Personal information
- Full name: Thor Otto Spydevold
- Date of birth: 15 August 1944
- Place of birth: Sarpsborg, German-occupied Norway
- Date of death: 1 July 2024 (aged 79)
- Place of death: Fredrikstad, Norway
- Position: Defender

Senior career*
- Years: Team / Apps / (Gls)
- Greåker IF
- Sarpsborg FK
- Fredrikstad FK

International career
- 1968–1972: Norway / 28 / (1)

= Thor Spydevold =

Norwegian footballer (1944–2024)

Thor Otto Spydevold (15 August 1944 – 1 July 2024) was a Norwegian footballer who played as a defender. He won the 1966 Norwegian Football Cup with his club Fredrikstad FK, and played 28 matches for the Norway national team.

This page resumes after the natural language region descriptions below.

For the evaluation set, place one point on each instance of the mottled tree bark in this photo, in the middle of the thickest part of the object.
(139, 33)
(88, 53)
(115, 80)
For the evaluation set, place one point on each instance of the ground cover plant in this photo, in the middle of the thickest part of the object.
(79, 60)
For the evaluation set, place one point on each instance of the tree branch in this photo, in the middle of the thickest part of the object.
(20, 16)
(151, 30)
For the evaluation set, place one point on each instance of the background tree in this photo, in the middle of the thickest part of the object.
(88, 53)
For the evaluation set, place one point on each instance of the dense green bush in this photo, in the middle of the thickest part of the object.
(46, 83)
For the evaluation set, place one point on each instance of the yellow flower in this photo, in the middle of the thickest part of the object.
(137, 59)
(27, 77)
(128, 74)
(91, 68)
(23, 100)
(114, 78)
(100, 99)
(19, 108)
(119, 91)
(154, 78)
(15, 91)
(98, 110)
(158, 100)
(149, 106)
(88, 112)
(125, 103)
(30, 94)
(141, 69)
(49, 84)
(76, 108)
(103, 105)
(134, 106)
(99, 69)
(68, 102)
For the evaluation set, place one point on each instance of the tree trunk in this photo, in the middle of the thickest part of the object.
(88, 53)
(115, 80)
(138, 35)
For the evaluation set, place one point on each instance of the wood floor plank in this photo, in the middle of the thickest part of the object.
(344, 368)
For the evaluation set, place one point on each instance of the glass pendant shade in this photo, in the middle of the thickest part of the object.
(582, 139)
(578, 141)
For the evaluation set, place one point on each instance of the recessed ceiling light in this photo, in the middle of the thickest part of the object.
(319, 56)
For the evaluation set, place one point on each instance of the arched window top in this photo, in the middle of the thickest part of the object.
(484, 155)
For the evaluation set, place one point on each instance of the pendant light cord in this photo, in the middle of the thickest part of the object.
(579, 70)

==Personal life and death==
Born in Sarpsborg on 15 August 1944, Spydevold was a son of international footballer Bjørn Spydevold. He died in Fredrikstad on 1 July 2024, at the age of 79.

==Career==
Spydevold played for the clubs Greåker IF, Sarpsborg FK and Fredrikstad FK, and won the Norwegian cup with Fredrikstad in 1966. He was capped 28 times for the Norway national team between 1968 and 1972, scoring one goal.